Die Studie legt nahe, dass Wasserstoff erst ab 2030 in einer Menge zur Verfügung steht, die für die Wärmewende relevant sein könnten. Um Investitionssicherheit und keine Fehlanreize zu schaffen oder falsche Hoffnungen zu wecken, sollte
- so früh wie möglich das künftige europa- und bundesweite Wasserstoff-Versorgungsnetz so detailliert und verbindlich wie möglich geplant werden
- eine realistische Preisprognose für die Gerätetechnik und den Wasserstoff (zum Heizen) erfolgen
- die Politik bei künftigen Gesetzen und Verordnungen auch Wasserstoff berücksichtigen, z. B. als Erfüllungsoption mit Blick auf den geplanten Erneuerbaren Energieanteil von 65 % beim Einbau neuer Gasheizung (im Gebäudebestand).

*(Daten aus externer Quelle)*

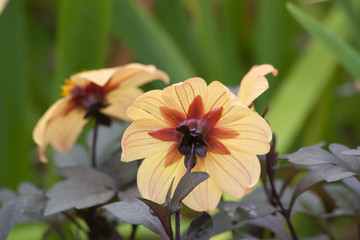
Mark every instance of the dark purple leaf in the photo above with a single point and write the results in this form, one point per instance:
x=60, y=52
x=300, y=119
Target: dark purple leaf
x=163, y=213
x=353, y=183
x=307, y=182
x=186, y=184
x=352, y=163
x=137, y=213
x=87, y=174
x=201, y=228
x=311, y=156
x=76, y=193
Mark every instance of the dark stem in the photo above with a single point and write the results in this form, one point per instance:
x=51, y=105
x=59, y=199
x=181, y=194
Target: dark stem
x=191, y=158
x=177, y=225
x=93, y=150
x=132, y=236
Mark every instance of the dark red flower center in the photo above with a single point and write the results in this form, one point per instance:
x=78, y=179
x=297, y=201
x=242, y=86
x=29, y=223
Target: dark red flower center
x=195, y=134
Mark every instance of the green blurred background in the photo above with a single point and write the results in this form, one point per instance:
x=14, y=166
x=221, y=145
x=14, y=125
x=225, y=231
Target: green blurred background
x=312, y=43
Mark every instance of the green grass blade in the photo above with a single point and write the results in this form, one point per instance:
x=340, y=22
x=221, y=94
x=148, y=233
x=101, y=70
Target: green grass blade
x=218, y=64
x=302, y=87
x=15, y=133
x=148, y=40
x=81, y=37
x=348, y=57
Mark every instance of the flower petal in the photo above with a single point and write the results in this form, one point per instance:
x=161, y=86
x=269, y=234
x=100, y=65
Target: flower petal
x=59, y=127
x=137, y=143
x=234, y=173
x=180, y=96
x=254, y=83
x=148, y=105
x=119, y=100
x=206, y=196
x=135, y=74
x=99, y=77
x=154, y=178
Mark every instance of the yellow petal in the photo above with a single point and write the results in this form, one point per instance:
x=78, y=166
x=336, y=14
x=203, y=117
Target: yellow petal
x=254, y=132
x=99, y=77
x=233, y=173
x=206, y=196
x=254, y=83
x=180, y=96
x=63, y=131
x=147, y=106
x=135, y=74
x=119, y=100
x=59, y=127
x=154, y=178
x=138, y=144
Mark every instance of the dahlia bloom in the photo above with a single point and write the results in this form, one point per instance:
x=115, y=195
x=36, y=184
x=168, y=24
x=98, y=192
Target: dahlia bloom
x=100, y=94
x=254, y=83
x=191, y=119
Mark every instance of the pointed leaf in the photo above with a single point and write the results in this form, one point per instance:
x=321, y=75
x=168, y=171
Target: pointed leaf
x=76, y=193
x=87, y=174
x=311, y=156
x=163, y=213
x=186, y=184
x=137, y=213
x=201, y=228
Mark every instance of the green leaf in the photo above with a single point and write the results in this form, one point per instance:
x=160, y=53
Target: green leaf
x=81, y=37
x=347, y=56
x=186, y=184
x=15, y=140
x=201, y=228
x=302, y=87
x=149, y=42
x=220, y=63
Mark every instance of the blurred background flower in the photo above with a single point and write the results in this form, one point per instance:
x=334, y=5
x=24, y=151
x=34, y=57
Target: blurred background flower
x=43, y=42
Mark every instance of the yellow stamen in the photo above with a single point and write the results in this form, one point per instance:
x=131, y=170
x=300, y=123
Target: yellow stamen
x=67, y=87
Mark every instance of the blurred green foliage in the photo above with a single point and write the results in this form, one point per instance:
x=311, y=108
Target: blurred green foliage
x=314, y=97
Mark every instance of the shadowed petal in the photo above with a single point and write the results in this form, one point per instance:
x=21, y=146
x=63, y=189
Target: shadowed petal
x=206, y=196
x=180, y=96
x=154, y=178
x=254, y=83
x=234, y=173
x=63, y=131
x=148, y=105
x=137, y=143
x=119, y=100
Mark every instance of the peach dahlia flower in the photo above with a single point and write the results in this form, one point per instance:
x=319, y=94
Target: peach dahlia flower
x=193, y=119
x=254, y=83
x=101, y=94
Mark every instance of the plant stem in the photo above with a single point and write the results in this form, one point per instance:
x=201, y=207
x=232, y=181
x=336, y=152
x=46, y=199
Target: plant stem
x=177, y=225
x=132, y=236
x=191, y=158
x=93, y=150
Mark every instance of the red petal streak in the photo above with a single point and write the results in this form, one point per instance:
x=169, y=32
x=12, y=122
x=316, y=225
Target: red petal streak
x=173, y=155
x=196, y=108
x=172, y=117
x=216, y=146
x=212, y=117
x=166, y=134
x=222, y=133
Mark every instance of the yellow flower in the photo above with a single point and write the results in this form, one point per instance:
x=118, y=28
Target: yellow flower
x=100, y=93
x=193, y=119
x=254, y=83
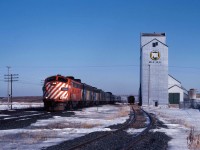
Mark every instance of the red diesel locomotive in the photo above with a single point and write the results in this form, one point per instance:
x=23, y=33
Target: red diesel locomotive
x=60, y=92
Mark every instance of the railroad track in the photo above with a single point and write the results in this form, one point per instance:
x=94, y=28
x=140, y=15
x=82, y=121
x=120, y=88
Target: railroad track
x=142, y=136
x=137, y=114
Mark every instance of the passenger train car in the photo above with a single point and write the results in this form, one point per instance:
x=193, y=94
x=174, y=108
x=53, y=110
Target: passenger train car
x=60, y=92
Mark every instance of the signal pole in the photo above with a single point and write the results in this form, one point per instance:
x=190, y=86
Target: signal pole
x=10, y=78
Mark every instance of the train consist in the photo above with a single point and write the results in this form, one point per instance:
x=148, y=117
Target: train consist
x=60, y=92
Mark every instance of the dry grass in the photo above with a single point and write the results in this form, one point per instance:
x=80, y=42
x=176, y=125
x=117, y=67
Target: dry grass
x=193, y=140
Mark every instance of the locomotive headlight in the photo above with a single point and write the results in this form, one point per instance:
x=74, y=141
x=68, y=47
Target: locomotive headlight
x=64, y=89
x=54, y=83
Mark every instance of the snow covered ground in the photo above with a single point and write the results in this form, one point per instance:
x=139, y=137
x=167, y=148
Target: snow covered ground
x=19, y=105
x=52, y=131
x=183, y=126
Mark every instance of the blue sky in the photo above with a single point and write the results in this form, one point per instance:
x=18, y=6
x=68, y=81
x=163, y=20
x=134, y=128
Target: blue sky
x=94, y=40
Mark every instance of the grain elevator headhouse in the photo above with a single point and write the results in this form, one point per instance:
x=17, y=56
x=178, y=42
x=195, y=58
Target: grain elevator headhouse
x=153, y=69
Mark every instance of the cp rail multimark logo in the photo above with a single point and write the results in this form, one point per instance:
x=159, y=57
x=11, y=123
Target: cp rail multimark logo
x=155, y=55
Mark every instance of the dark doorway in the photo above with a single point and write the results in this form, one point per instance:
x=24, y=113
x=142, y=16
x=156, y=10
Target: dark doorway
x=174, y=98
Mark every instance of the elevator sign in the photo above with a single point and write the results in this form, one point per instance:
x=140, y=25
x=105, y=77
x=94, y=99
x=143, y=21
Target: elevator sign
x=155, y=56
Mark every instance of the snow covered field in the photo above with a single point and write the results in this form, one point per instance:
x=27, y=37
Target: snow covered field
x=19, y=105
x=183, y=126
x=52, y=131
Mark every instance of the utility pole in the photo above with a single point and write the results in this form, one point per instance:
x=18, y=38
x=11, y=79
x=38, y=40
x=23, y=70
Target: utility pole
x=149, y=85
x=10, y=78
x=8, y=91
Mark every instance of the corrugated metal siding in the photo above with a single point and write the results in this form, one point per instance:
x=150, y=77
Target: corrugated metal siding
x=154, y=79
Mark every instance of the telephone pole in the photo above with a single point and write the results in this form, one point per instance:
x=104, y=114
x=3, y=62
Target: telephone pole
x=8, y=90
x=10, y=78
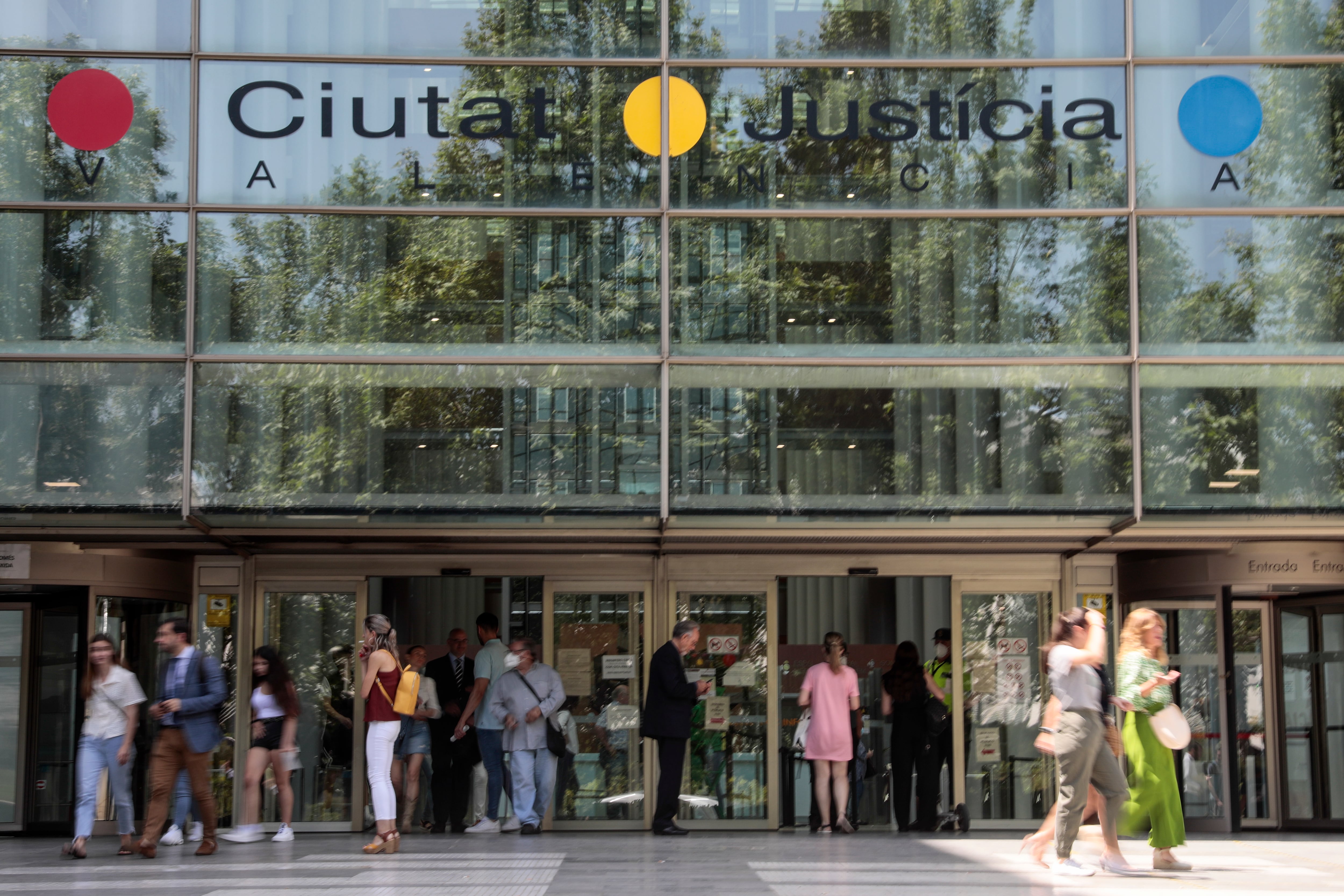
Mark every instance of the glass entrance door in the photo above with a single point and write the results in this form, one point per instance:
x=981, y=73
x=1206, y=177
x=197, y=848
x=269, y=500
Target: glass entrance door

Diese Aspekte helfen mit, das künftige Kundenpotential bei der „Stange zu halten“, damit sich eine eventuell politisch gewünschte und sinnvolle Umstellung auf eine Wasserstoffheizung wirtschaftlich und sozialverträglich darstellen lässt.
Dipl.-Ing. (FH) Jürgen Wendnagel ist Freier Fachjournalist und schreibt seit 2016 regelmäßig Beiträge zu Energiethemen im TGA/SHK-Bereich auf haustec.de.
Der Nationale Wasserstoffrat (NWR)
Der Nationale Wasserstoffrat wurde von der Bundesregierung berufen und handelt als unabhängiges, überparteiliches Beratungsgremium. Der Rat besteht aus derzeit 25 hochrangigen Expertinnen und Experten aus der Wirtschaft, Wissenschaft und Zivilgesellschaft. Zielsetzung des Nationalen Wasserstoffrates ist es, den Staatssekretärsausschuss für Wasserstoff bei der Weiterentwicklung und Umsetzung der Nationalen Wasserstoffstrategie zu begleiten und zu beraten.
Der Nationale Wasserstoffrat berät den Staatssekretärsausschuss für Wasserstoff durch Vorschläge und Handlungsempfehlungen. Seine Stellungnahmen, Grundlagen- und Informationspapiere sowie Studien entwickelt er in seinen sechs ständigen Arbeits- und Unterarbeitsgruppen, berät und beschließt sie anschließend im Plenum und übermittelt sie danach an den Staatssekretärsausschuss für Wasserstoff.